After making enquiries as to what had happened, he knocked on Mr Butler’s door. He got no reply and tried to open it, but it was locked.


He directed that the door would be forced, and he and a number of colleagues then entered the house.


Nobody was found inside, but D Sgt Keevans noticed a pool of blood in the hall and an open window at the rear of the living area.


A colleague then brought it to his attention that there was a man in a laneway outside. The sergeant went out to the laneway.


“I went to the end of the wall, and crouched in at the wall was the defendant, Tadhg Butler,” he said.


D Sgt Keevans arrested the accused on suspicion of assault causing harm to Mr O’Dwyer


The mother of Mr Butler’s children also gave evidence yesterday. Mary Burke explained that they were already separated when she went to see him in Cork prison in the days after Mr O’Dwyer’s death.


She told Mr Vaughan Buckley that he told her that ‘he thought it might end up being manslaughter’.


“He said he didn’t remember what happened, he was after drinking whiskey and taking valium, and he’d only stabbed the boy once,” she testified


“He said he was very sorry for what had happened,” she added. “He said he was a very nice boy.”


Under cross examination by Michael Bowman SC, defending, she denied that she had introduced manslaughter into the conversation.


Mr Bowman suggested that his client hadn’t wanted to talk about it, but knew that the deceased had been stabbed only once.


“He said he thought it would be reduced to three years,” she said.
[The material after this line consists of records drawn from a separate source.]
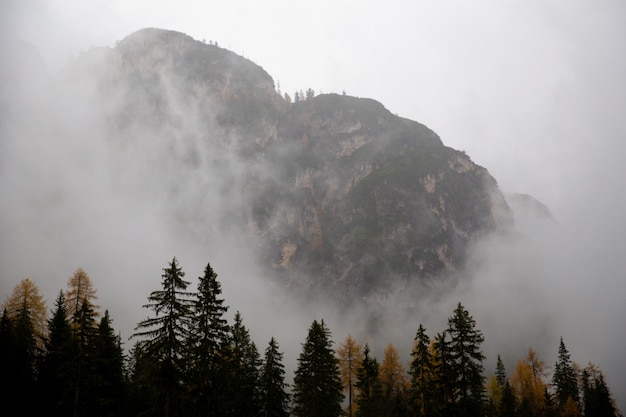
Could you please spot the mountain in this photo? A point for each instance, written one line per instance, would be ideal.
(334, 192)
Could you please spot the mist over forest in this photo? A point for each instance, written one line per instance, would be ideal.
(74, 195)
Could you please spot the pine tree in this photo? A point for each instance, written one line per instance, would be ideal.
(564, 377)
(318, 391)
(57, 370)
(208, 343)
(243, 379)
(350, 355)
(274, 397)
(369, 392)
(465, 341)
(165, 337)
(444, 376)
(111, 392)
(421, 371)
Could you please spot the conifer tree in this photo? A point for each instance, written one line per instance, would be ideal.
(57, 370)
(350, 356)
(24, 294)
(165, 336)
(208, 343)
(393, 381)
(318, 391)
(564, 377)
(274, 397)
(597, 399)
(369, 392)
(465, 341)
(421, 371)
(243, 379)
(444, 376)
(79, 289)
(111, 392)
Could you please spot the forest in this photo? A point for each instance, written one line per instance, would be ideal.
(188, 360)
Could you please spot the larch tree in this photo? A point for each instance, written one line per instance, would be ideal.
(393, 381)
(528, 384)
(465, 342)
(79, 289)
(564, 378)
(274, 396)
(164, 337)
(350, 356)
(317, 390)
(26, 295)
(597, 399)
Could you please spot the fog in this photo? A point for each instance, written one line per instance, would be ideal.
(533, 91)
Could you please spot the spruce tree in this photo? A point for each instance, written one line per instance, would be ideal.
(274, 397)
(111, 393)
(56, 372)
(564, 378)
(421, 371)
(243, 373)
(318, 391)
(465, 341)
(165, 337)
(208, 342)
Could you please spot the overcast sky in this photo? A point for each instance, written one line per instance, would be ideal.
(535, 91)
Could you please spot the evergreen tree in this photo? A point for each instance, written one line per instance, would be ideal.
(444, 376)
(274, 397)
(208, 342)
(465, 341)
(318, 391)
(421, 371)
(350, 355)
(369, 391)
(57, 370)
(111, 390)
(500, 372)
(597, 399)
(564, 377)
(85, 375)
(165, 338)
(243, 379)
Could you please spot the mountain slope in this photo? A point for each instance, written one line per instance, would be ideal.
(335, 192)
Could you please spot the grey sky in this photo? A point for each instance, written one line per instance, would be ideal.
(535, 91)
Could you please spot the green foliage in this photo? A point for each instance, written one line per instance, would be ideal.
(274, 396)
(564, 377)
(317, 391)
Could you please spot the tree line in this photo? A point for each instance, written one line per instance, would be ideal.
(187, 360)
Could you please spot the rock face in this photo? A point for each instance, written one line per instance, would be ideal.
(339, 194)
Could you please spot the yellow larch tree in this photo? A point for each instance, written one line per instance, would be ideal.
(528, 383)
(392, 374)
(26, 295)
(350, 355)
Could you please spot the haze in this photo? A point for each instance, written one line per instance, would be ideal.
(535, 91)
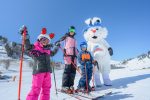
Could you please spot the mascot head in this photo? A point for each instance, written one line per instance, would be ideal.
(94, 32)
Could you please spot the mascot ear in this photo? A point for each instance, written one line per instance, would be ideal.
(96, 20)
(88, 21)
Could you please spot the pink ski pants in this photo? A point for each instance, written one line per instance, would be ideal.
(41, 84)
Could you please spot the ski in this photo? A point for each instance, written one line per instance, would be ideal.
(71, 95)
(95, 95)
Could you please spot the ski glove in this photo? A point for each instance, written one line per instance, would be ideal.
(110, 51)
(35, 53)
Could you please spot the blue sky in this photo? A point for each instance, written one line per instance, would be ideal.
(127, 21)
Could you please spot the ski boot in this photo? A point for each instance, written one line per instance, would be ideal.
(72, 89)
(66, 90)
(80, 90)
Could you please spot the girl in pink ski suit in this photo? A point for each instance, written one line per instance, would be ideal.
(41, 80)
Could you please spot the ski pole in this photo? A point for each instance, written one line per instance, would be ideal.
(21, 63)
(55, 80)
(71, 60)
(87, 90)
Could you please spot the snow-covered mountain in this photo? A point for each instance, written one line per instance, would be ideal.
(140, 62)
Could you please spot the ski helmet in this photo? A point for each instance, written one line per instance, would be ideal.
(83, 45)
(71, 29)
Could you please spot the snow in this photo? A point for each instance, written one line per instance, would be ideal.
(131, 81)
(127, 84)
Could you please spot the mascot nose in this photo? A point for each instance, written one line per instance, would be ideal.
(93, 30)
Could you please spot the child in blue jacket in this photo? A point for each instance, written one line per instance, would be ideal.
(86, 60)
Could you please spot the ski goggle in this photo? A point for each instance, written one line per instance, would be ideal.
(83, 46)
(71, 30)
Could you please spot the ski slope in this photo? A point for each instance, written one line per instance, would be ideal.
(127, 84)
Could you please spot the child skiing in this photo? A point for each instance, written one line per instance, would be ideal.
(40, 52)
(70, 52)
(86, 60)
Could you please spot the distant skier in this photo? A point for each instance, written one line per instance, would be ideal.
(40, 52)
(86, 61)
(70, 55)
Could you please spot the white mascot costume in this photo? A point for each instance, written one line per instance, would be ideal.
(95, 36)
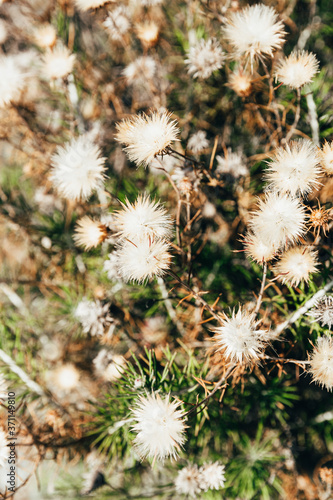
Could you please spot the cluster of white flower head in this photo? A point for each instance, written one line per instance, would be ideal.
(297, 70)
(198, 142)
(77, 169)
(143, 249)
(323, 311)
(321, 362)
(239, 339)
(159, 427)
(146, 136)
(205, 57)
(254, 32)
(192, 480)
(294, 169)
(94, 317)
(117, 23)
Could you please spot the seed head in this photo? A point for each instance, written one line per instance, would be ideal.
(160, 427)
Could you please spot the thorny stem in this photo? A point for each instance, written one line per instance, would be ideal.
(285, 360)
(196, 295)
(296, 119)
(216, 388)
(302, 310)
(262, 288)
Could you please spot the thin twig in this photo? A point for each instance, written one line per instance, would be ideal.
(302, 310)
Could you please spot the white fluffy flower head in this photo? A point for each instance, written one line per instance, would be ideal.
(198, 142)
(239, 338)
(89, 232)
(212, 476)
(254, 31)
(296, 265)
(147, 136)
(323, 311)
(294, 168)
(326, 158)
(58, 63)
(77, 169)
(279, 221)
(188, 481)
(144, 219)
(12, 80)
(117, 23)
(160, 427)
(297, 70)
(143, 259)
(321, 367)
(205, 57)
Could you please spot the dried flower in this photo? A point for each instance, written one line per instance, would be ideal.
(143, 260)
(45, 36)
(326, 157)
(147, 136)
(321, 362)
(188, 481)
(144, 219)
(77, 169)
(12, 80)
(148, 33)
(239, 339)
(254, 31)
(233, 164)
(198, 142)
(89, 233)
(212, 476)
(257, 249)
(323, 311)
(294, 169)
(117, 23)
(241, 83)
(296, 265)
(160, 427)
(205, 57)
(93, 316)
(142, 69)
(58, 63)
(279, 221)
(298, 69)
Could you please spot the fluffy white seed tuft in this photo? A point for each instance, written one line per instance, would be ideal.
(298, 69)
(321, 367)
(147, 136)
(160, 427)
(77, 169)
(239, 338)
(89, 233)
(294, 169)
(296, 265)
(279, 221)
(254, 31)
(143, 219)
(323, 311)
(143, 259)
She refuted the barrister’s suggestion that she was skewing or misrepresenting what took place because their relationship was at a low ebb and she was happy to have him out of her life.


“We were already parted,” she replied.


She also denied saying what she had said because she was angry with him about another matter.


“That had nothing to do with it,” she insisted.


“You took what you heard, you twisted it and you’ve given that evidence today,” suggested Mr Bowman.


“No,” she replied.


The trial continues on Monday before Mr Justice Paul Butler and a jury of six men and six women.